At the risk of over-simplification, I'd say if you have room in the TFSA, fill that up first.
Then do RRSP for the remainder.

There are several reasons why I say so:
- TFSA is more flexible
- TFSA is possibly a huge potential tax drain for the federal govt. (esp. if its popularity continues), so you never know when the limits might be frozen or clawed back
- It is hard to imagine scenarios where TFSA withdrawals after retirement might under-perform RRSP withdrawls
- You could benefit from deferring your RRSP contributions in case you end up in a higher tax bracket in the future, whereas there are no benefits to deferring TFSA contributions

etc.

P.S. Regarding TheStar article I linked to above, of course it is slipshod.
It is another of those "surveys" conducted by a bank during RRSP time.

Look what it says:



> Salterio says far too many financial institutions wait until February to approach clients about topping up the full amount of their allowable RRSP commitment just weeks before the Mar. 1 deadline.


Uh huh.



> One of the things that financial institutions really need to do is when they have people in there talking with them, they need to start counseling about the need to make monthly commitment to these programs in much smaller bite-size sums," Salterio said.


Sure, of course.
Cui bono?

But, it does address the point you raised i.e. the TFSA program taking $$ away from RRSPs.
Look at the 7th para from the bottom.


----------



## Barwelle (Feb 23, 2011)

I'm running out of room in my TFSA. My retirement portfolio is a couch potato, then I also have a stock portfolio on the side that I consider "play" money. Both are in TFSA, which will be maxed out. With my savings goals, I'll have to take some money out of the Play TFSA each year to allow for the couch potato to stay all in the TFSA, and any money I add to the side portfolio will have to be non-reg.

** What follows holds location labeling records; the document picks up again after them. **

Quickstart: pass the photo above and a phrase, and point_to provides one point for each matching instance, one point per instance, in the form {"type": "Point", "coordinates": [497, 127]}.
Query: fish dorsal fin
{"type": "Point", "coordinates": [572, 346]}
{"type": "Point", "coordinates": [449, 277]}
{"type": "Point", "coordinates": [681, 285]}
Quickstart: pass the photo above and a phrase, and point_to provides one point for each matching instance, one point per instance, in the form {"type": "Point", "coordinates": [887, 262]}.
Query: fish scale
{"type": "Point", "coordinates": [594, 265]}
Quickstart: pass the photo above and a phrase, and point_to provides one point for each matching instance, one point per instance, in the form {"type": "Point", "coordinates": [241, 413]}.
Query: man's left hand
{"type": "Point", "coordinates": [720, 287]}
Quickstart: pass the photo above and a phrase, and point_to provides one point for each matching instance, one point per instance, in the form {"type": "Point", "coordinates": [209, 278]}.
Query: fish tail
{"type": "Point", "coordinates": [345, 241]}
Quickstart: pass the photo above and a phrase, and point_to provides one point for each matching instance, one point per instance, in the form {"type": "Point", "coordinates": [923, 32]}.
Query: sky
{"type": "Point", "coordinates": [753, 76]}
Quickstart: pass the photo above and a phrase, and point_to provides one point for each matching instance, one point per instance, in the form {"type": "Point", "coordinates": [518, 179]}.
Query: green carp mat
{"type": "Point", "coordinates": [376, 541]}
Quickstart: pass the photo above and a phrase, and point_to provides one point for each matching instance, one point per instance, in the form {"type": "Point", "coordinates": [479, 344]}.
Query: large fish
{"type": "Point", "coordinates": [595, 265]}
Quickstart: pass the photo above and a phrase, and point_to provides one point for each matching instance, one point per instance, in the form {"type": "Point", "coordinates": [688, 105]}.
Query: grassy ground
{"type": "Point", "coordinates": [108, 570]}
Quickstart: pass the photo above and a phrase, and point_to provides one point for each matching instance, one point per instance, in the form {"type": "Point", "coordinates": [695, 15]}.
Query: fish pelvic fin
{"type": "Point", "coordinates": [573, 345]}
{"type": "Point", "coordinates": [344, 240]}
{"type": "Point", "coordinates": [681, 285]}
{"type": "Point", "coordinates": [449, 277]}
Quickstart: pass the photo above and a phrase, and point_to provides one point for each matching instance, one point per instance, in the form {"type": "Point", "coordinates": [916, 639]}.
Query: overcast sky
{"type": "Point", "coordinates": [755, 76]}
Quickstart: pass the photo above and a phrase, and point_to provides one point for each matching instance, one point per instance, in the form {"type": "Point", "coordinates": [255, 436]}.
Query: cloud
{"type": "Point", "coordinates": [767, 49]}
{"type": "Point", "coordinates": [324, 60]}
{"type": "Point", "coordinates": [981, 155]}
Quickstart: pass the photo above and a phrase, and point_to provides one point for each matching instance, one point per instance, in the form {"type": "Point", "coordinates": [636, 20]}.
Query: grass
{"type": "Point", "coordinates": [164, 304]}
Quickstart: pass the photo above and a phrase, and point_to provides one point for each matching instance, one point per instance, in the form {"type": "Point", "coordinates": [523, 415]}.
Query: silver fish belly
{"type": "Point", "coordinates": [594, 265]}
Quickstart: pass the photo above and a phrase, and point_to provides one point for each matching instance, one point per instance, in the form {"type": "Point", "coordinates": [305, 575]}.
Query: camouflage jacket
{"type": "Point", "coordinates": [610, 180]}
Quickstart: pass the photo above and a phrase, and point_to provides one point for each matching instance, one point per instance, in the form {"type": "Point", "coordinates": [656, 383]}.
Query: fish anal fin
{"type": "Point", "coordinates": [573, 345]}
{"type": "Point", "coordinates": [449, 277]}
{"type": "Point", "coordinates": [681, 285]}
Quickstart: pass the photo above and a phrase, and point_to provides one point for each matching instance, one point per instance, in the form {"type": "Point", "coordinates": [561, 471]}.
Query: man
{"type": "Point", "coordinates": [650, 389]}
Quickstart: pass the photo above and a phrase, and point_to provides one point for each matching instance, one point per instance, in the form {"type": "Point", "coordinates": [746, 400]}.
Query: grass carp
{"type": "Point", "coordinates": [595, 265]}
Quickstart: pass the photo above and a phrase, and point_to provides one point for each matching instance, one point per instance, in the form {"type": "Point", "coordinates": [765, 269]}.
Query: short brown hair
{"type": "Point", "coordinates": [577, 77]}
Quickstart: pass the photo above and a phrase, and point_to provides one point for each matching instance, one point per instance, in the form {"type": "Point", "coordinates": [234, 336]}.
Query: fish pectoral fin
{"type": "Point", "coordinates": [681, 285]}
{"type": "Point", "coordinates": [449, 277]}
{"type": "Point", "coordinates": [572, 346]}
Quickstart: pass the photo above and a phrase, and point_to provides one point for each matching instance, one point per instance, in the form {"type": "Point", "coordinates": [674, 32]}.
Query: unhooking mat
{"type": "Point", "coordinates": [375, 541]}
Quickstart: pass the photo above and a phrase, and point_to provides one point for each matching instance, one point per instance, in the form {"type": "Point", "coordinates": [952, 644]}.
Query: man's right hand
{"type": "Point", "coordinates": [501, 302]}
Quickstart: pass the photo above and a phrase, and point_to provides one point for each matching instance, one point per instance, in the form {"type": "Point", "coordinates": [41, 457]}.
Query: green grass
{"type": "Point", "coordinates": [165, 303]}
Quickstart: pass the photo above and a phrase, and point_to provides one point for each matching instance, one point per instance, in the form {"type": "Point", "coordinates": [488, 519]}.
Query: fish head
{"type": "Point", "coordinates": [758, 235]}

Writing that out makes me think that I should open up an RRSP for a small portion of my couch potato (say, just US equities) but still leave most in the TFSA, so that all of my investments can be tax-sheltered.

Oh, I did see that line in the article. I guess what I meant to say was, they do _mention_ the TFSA, but they don't _account_ for it. They're saying that retirement savings rates are down because RRSP contributions are down ... but that's not necessarily true because some retirement savings are being put in a TFSA instead.

As you point out, it's a very self serving survey / article. So I suppose it's in their best interest to ignore that!


----------



## steve41 (Apr 18, 2009)

Let's think short term. When you plunk $10K into your RRSP, the govt has to give back a certain amount.... your RRSP refund. That money comes from the gov't as a refund check, or in the form of reduced taxation. If, instead, you plunk that $10K into a TFSA, the gov't doesn't have to fork over that tax refund. In the short term, the TFSA makes the treasury fatter.

When you project things out over decades, then the chickens come home to roost (no more nice RRIF withdrawal taxation revenue).... but who cares.... let the future politicians worry about that.


----------